Introduction to selecting a Business Entity

If you are very good at what you do and know the business area for your set of skills then one of the most effective ways to create wealth is to start and operate your own business. When you operate your own business there are significantly less limits on your income than the alternative of being an employee with a job. There are also significant tax advantages to operating your own business. If you decide to go into business for yourself then one of the most important decisions, you will make is the choice of entity type. Each entity type (i.e., business form that has legal rights and obligations) has advantages and disadvantages. There is not a best legal entity type for everyone. Which entity is best for you depends on your unique situation and that can change over time. I changed my entity type as my business matured.

 

Below is a list of business entities available to tax payers along with a brief summary of some advantages and disadvantages.

 

  • Sole Proprietorship

The sole proprietorship is the most commonly used business entity. It is not a legal entity separate of apart from its owner. The income or loss is reported on the schedule C of the owners from 1040.

Advantages: Easiest to establish and requires no special forms, profits are only taxed once on owner’s personal return, owner has complete control & makes all decisions, tax forms are not complicated, assets are easy to liquidate at death of owner.

Disadvantages: owner has unlimited liability, the owner’s personal assets are exposed without limitation to any business debts/liabilities.  The business can’t be transferred. The owner reports the sale as if each asset were sold, borrowing money is more difficult, can’t accept capital from outside investors.

 

  • C Corporation

Corporations were created to limit the liability of the owners.
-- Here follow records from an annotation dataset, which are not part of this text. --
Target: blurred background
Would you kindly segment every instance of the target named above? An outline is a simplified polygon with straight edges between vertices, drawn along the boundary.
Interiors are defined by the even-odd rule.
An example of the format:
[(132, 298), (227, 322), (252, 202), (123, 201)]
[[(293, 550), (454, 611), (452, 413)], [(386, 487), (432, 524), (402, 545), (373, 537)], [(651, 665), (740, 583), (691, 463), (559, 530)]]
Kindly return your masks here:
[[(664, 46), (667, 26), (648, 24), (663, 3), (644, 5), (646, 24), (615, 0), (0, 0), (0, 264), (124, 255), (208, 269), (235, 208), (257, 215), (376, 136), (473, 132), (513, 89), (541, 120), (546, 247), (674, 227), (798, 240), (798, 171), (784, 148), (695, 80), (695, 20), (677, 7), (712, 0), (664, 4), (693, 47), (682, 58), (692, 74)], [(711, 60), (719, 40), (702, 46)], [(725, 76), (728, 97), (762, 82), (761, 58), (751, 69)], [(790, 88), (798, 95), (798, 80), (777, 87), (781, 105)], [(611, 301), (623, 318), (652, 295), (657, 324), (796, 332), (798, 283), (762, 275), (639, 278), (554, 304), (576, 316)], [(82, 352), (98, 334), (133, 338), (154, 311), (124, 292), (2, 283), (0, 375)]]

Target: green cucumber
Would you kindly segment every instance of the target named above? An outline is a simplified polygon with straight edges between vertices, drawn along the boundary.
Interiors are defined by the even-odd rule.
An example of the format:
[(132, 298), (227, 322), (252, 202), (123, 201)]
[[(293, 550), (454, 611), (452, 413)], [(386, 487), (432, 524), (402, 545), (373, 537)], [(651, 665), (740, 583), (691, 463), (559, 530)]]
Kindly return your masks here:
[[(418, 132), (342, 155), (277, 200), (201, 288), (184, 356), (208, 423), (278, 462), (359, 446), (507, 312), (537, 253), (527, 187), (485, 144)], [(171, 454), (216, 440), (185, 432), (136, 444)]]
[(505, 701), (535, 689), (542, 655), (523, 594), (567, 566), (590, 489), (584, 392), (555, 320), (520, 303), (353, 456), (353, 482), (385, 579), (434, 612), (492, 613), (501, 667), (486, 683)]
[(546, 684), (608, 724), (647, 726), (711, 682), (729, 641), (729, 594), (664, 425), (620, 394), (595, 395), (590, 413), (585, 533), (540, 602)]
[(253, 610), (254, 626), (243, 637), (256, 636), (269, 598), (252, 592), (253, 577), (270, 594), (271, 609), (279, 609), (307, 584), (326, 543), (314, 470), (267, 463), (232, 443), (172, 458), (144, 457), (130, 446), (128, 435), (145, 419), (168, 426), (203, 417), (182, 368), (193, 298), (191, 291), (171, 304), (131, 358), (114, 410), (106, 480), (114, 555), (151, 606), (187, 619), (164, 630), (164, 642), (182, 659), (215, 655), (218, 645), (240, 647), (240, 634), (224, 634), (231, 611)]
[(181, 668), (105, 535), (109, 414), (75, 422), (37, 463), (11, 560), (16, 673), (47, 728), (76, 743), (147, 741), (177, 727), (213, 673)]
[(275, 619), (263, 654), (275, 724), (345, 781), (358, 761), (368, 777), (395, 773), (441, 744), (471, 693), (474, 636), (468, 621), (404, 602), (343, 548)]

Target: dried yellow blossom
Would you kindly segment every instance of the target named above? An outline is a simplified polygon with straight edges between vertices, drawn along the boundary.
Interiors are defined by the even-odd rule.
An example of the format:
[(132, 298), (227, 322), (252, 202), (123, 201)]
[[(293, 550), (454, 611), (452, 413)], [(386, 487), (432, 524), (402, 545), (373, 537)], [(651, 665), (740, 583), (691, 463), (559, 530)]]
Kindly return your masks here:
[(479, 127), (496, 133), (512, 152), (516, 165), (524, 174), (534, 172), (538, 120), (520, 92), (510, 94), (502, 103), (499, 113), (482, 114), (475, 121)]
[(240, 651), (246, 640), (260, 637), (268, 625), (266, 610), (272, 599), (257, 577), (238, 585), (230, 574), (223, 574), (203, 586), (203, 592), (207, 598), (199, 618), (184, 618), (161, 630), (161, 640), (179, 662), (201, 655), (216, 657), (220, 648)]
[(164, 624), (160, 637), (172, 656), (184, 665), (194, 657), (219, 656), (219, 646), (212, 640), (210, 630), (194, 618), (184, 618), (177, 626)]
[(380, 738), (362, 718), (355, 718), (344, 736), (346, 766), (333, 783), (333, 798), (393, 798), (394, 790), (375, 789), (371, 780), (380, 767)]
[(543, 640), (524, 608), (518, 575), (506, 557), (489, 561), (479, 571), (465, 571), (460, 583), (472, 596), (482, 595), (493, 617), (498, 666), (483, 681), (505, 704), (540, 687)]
The C Corp files a separate return from its owners.

Advantages: Owners personal assets are protected from creditors. Creditors can only go to the corporation for settlement of debts, can sell stock, issue bonds, & get bank loans to raise capital.

Disadvantages: C corporations are double taxed. First the income is taxed to the corporation as it is earned and second the income is taxed when the corporation distributes the income in fhe form of dividends. Closely held C corporations are subject to At Risk rules which means the tax laws limit the amount of losses an investor (e.g. limited partner) can claim (only the amount at risk can be deducted). C Corporations are a complex business structure.

 

  • S Corporation

The S Corporation is a special type of corporation that is not taxed and the income is passed through and taxed to the shareholders. Over one half of all corporations are S corporations. They tend to be small in size and number of owners.

Advantages: Owners personal assets are protected from creditors like the C corporation, no double taxation because income is passed to owners, lenders work with S Corps.

Disadvantages: Must file articles of incorp with the state, limited to 100 shareholders, can only have 1 class of stock, fringe benefits provided to shareholders and employees are taxed as compensation, ownership restrictions.

 

  • Partnerships

A partnership is a sole proprietorship with more than one owner. There are several forms of partnerships available to taxpayers (general, limited, limited liability)

Advantages: Easy to form, Use different talents to share in running the business, continues if one partner dies, Income is taxed once because the income flows through and is taxed on each owner’s personal tax return.

Disadvantage: Unlimited liability, Owners are held liable for partnership debts (this is for a general partnership), management conflicts if owners disagree (no one person is in charge), partners share of the profits may not be adequate for their contribution.

There are limited partnerships where owners are divided into general partners and limited partners. Limited partners have only limited liability, but they are not allowed to participate in the operation of the business. A “limited liability partnership” is used mostly by personal service taxpayers.

 

  • Limited Liability Companies (LLCs)

The LCC is a noncorporate hybrid business structure that combines the tax advantages of a general partnership with the limited liability of a corporation.

Advantages: Complete pass through tax advantage to owners, operational flexibility of a partnership, limited liability (like a corporation), no restrictions on numbers and types of members/shareholders, members participate in the management of the LLC and share in profits as owners/shareholders, owners choose how pay taxes(as proprietorship, partnership, or corporation), most states don’t require annual mtgs, no requirements for a board of directors.

Disadvantages: Accounting and legal costs are higher than proprietorships, must file articles of incorporation with state, owners must define operating agreement that defines decision making authority, may cease to exist at death of a member unless specified in operating agreement.